President Trump is pushing for lower borrowing costs, leading the Federal Reserve to likely cut interest rates on Sept. 17. While markets anticipate a 25 basis point cut, expert Ed Yardeni warns that the economy doesn't need this stimulus due to a labor shortage, not weak demand. Yardeni maintains a bullish outlook for stocks, predicting the S&P 500 could reach 6,600 by 2025, but cautions that rate cuts may lead to financial instability, potentially causing a market melt-up or meltdown.
After months of relentless pressure from President Donald Trump to ease borrowing costs, the Federal Reserve is now all but certain to lower interest rates on Sept. 17, ending a nine-month pause and resuming what could be a prolonged cutting cycle.
According to CME Group's FedWatch Tool, markets are pricing in a 100% probability that the Fed will cut the federal funds rate by 25 basis points, bringing the target range to 4.00%–4.25%. There's even an 11% chance of a more aggressive 50-basis-point cut.
But that's just the beginning. Traders now expect another cut in October, with 84% odds, and a third one in December 2025, priced at 75%.
But while Wall Street is cheering, with the SPDR S&P 500 ETF Trust SPY trading near record highs, not everyone is convinced this is good news.
Does The Economy Even Need This Cut?
Market veteran Ed Yardeni doesn't think so. In a note released Monday, Yardeni said, "We continue to believe that by cutting rates this month, the Fed would be stimulating an economy that doesn't need easier monetary policy."
Yardeni highlighted that the Atlanta Fed's GDPNow model shows third-quarter real GDP growth tracking at 3.0% on an annualized basis.
Yardeni noted that the real issue in the labor market isn't weak demand but a labor shortage.

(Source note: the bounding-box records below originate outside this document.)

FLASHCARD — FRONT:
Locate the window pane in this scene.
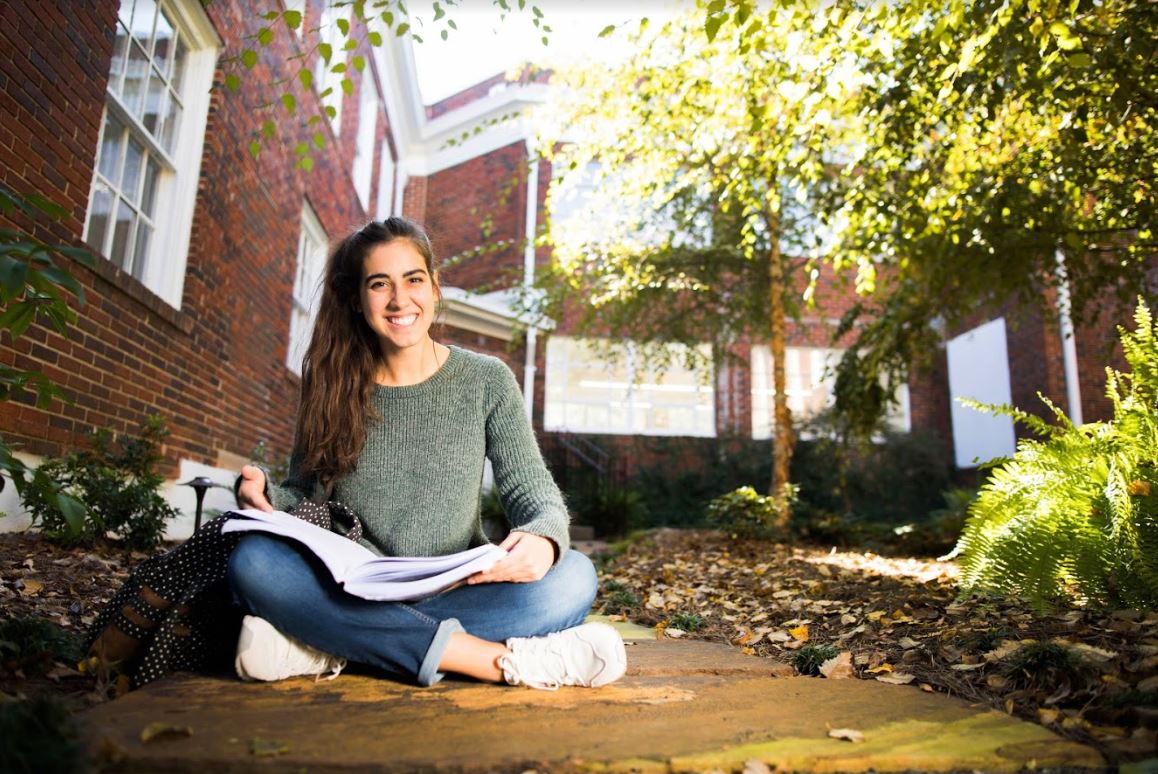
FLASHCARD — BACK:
[85,183,112,254]
[156,92,181,153]
[133,219,153,282]
[120,137,145,204]
[117,0,135,27]
[169,37,189,94]
[153,12,174,80]
[120,38,149,116]
[96,115,125,184]
[130,0,156,57]
[141,155,161,218]
[109,200,133,270]
[109,24,129,94]
[141,70,169,137]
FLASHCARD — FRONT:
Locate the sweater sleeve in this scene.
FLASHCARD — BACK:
[265,450,314,511]
[486,360,571,557]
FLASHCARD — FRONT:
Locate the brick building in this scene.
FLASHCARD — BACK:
[0,0,546,535]
[0,0,1144,536]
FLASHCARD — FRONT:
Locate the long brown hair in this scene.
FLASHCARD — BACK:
[294,218,438,487]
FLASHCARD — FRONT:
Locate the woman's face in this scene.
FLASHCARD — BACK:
[359,239,438,356]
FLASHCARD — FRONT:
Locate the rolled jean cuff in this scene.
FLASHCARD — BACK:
[418,618,466,686]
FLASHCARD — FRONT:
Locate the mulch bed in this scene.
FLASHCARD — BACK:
[0,530,1158,765]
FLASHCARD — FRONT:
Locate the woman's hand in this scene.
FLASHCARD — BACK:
[467,532,555,584]
[237,465,273,513]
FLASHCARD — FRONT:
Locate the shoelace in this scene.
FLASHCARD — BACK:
[499,640,602,691]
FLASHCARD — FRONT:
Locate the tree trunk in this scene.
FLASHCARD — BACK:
[768,197,796,527]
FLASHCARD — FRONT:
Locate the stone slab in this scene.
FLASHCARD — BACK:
[86,640,1105,773]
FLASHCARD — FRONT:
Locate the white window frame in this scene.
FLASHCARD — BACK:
[85,0,221,309]
[314,3,350,137]
[286,202,329,377]
[752,344,911,440]
[378,139,396,220]
[543,336,716,438]
[351,77,382,212]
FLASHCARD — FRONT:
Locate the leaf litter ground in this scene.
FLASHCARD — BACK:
[0,530,1158,765]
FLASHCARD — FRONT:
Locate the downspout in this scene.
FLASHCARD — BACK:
[522,147,538,421]
[1056,250,1083,425]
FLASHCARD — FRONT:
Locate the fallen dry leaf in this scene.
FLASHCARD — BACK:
[140,721,193,743]
[828,729,865,744]
[820,650,852,680]
[17,578,44,597]
[249,737,290,758]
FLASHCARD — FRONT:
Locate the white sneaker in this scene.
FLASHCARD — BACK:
[499,623,628,691]
[233,615,346,681]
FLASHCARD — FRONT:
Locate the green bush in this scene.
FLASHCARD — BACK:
[706,487,776,538]
[958,300,1158,609]
[0,618,85,676]
[21,416,177,550]
[791,424,960,554]
[567,475,647,538]
[792,645,841,674]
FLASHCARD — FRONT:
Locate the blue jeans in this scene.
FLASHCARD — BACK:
[228,534,596,685]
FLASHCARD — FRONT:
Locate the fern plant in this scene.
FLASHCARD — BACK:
[954,299,1158,609]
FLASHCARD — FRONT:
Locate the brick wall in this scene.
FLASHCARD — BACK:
[425,143,528,292]
[0,0,386,475]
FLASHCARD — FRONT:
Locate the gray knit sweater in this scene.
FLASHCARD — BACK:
[269,346,570,556]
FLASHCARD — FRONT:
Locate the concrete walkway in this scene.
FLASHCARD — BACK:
[86,628,1105,774]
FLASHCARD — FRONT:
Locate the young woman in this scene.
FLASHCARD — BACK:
[228,218,626,688]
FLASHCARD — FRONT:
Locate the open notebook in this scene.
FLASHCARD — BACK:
[221,509,507,601]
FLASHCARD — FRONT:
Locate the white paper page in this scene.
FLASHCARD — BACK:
[221,509,507,601]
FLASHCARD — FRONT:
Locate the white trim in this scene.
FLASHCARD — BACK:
[439,287,526,342]
[1056,250,1083,425]
[522,152,538,419]
[374,35,549,176]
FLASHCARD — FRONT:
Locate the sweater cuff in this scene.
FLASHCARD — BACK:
[511,513,571,564]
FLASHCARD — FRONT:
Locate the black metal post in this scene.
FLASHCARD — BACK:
[182,476,217,532]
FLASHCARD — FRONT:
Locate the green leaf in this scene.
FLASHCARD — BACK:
[704,15,726,43]
[54,490,88,535]
[0,253,28,301]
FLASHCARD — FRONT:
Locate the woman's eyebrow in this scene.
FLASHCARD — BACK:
[362,269,426,285]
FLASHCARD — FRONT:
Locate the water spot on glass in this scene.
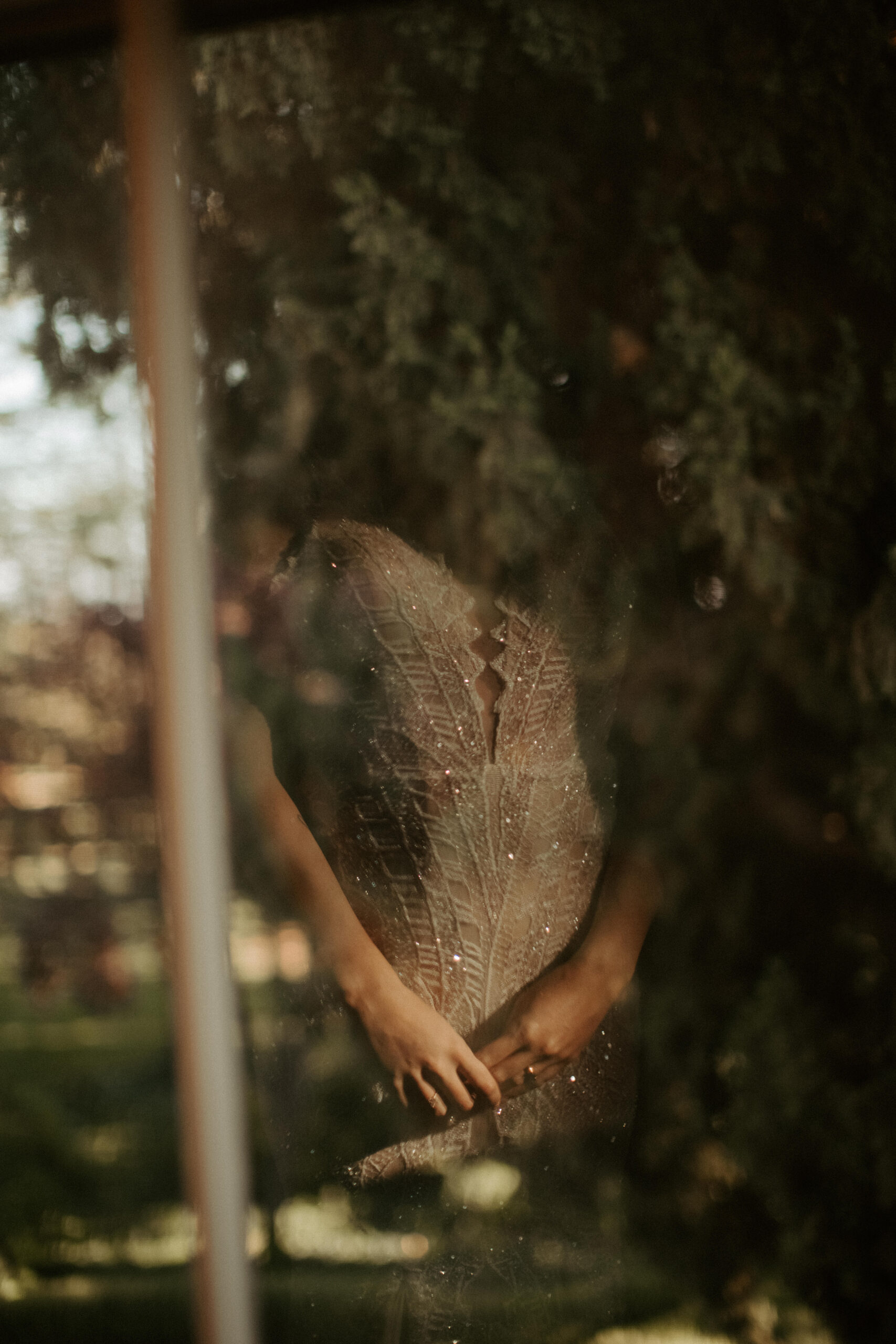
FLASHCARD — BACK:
[693,574,728,612]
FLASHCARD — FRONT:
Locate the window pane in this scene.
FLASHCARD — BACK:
[192,4,896,1340]
[0,47,189,1339]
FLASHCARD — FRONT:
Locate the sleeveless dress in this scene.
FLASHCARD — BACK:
[281,521,630,1181]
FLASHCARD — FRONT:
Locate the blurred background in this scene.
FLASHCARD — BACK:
[0,0,896,1344]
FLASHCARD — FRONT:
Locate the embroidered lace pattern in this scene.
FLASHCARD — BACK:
[283,521,628,1181]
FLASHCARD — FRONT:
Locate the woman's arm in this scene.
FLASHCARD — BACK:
[478,854,661,1097]
[233,707,501,1116]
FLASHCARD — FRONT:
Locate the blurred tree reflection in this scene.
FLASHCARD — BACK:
[0,0,896,1341]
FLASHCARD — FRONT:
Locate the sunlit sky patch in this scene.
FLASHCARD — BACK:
[0,284,146,617]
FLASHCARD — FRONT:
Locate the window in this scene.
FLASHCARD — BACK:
[0,8,896,1344]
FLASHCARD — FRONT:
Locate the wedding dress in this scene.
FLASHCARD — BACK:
[281,521,627,1181]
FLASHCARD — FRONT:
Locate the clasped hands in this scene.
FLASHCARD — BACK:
[353,957,614,1116]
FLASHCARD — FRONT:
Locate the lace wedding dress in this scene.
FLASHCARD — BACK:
[281,521,634,1181]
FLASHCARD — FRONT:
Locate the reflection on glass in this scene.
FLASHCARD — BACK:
[0,10,896,1344]
[0,49,188,1311]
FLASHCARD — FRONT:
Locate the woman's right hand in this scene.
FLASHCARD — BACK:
[345,960,501,1116]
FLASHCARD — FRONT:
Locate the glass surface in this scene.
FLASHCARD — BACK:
[0,49,188,1322]
[0,8,896,1344]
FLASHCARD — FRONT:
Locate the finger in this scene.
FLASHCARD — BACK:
[532,1059,565,1087]
[492,1047,540,1087]
[459,1048,501,1106]
[411,1073,447,1116]
[504,1056,565,1097]
[433,1063,473,1110]
[476,1032,521,1068]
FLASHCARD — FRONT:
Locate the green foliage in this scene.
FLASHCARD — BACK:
[0,0,896,1341]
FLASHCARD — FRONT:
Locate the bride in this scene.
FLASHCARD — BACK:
[234,520,657,1181]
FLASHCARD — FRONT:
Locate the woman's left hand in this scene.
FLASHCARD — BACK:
[477,957,615,1097]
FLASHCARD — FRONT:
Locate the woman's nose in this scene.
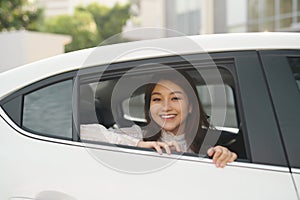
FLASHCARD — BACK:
[163,99,171,111]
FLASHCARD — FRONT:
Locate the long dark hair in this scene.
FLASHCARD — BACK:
[143,70,209,153]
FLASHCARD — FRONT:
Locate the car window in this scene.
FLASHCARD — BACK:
[22,80,72,139]
[79,65,247,159]
[288,57,300,90]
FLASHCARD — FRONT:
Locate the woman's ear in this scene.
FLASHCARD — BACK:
[189,105,193,113]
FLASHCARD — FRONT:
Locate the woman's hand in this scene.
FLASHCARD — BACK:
[137,141,181,155]
[207,146,237,168]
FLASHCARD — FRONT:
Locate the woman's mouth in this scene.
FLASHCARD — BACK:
[159,114,176,119]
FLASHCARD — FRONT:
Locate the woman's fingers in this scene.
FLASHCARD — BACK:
[207,146,237,168]
[168,141,181,152]
[137,141,181,155]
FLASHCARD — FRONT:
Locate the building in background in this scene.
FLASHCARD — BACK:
[35,0,128,17]
[247,0,300,32]
[124,0,227,39]
[0,30,71,72]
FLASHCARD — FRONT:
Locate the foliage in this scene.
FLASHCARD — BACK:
[0,0,43,31]
[41,11,97,52]
[77,3,130,42]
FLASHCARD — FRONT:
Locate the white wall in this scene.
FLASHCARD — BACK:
[0,30,71,72]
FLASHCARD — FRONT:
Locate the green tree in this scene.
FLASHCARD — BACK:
[0,0,43,31]
[40,10,97,52]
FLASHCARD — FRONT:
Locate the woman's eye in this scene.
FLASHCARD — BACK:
[172,97,181,101]
[152,98,161,102]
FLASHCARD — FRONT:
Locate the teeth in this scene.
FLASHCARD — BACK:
[161,115,175,119]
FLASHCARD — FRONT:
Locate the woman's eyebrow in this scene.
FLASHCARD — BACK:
[151,92,161,96]
[151,91,183,96]
[171,91,183,94]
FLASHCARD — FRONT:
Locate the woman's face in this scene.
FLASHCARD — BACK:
[150,80,191,134]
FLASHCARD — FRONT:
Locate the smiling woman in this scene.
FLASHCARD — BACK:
[81,70,241,167]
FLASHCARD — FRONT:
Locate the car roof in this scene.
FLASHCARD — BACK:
[0,32,300,99]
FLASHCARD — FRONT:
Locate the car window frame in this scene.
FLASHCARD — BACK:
[75,53,251,163]
[259,50,300,169]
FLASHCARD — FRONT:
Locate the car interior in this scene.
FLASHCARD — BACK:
[79,68,246,158]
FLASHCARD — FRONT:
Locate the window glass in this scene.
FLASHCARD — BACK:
[79,68,246,159]
[22,80,72,139]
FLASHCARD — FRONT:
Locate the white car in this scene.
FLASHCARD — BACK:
[0,33,300,200]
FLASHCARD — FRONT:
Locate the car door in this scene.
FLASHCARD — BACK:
[260,50,300,197]
[75,51,297,199]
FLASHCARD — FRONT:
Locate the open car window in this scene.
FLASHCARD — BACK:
[79,67,246,158]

“Stimulating an economy that doesn't need stimulation won't create more workers to address the undersupply that's constraining the demand for labor,” he said.
What Happens To the Stock Market Next?
Yardeni Research still holds a bullish base case for stocks. Their S&P 500 target is 6,600 by the end of 2025, with a goal of 7,700 by the end of 2026.
But here's the twist: If the Fed cuts rates and signals more are coming, Yardeni said they would raise the probability of a ‘melt-up' scenario, with the S&P 500 hitting 7000 by year-end 2025.
They currently assign 55% odds to the base case, 25% to a melt-up, and just 20% to a correction by the end of 2025.
"Our concern is that lowering interest rates will lead to financial instability, including a melt-up or meltdown in the stock market," he added.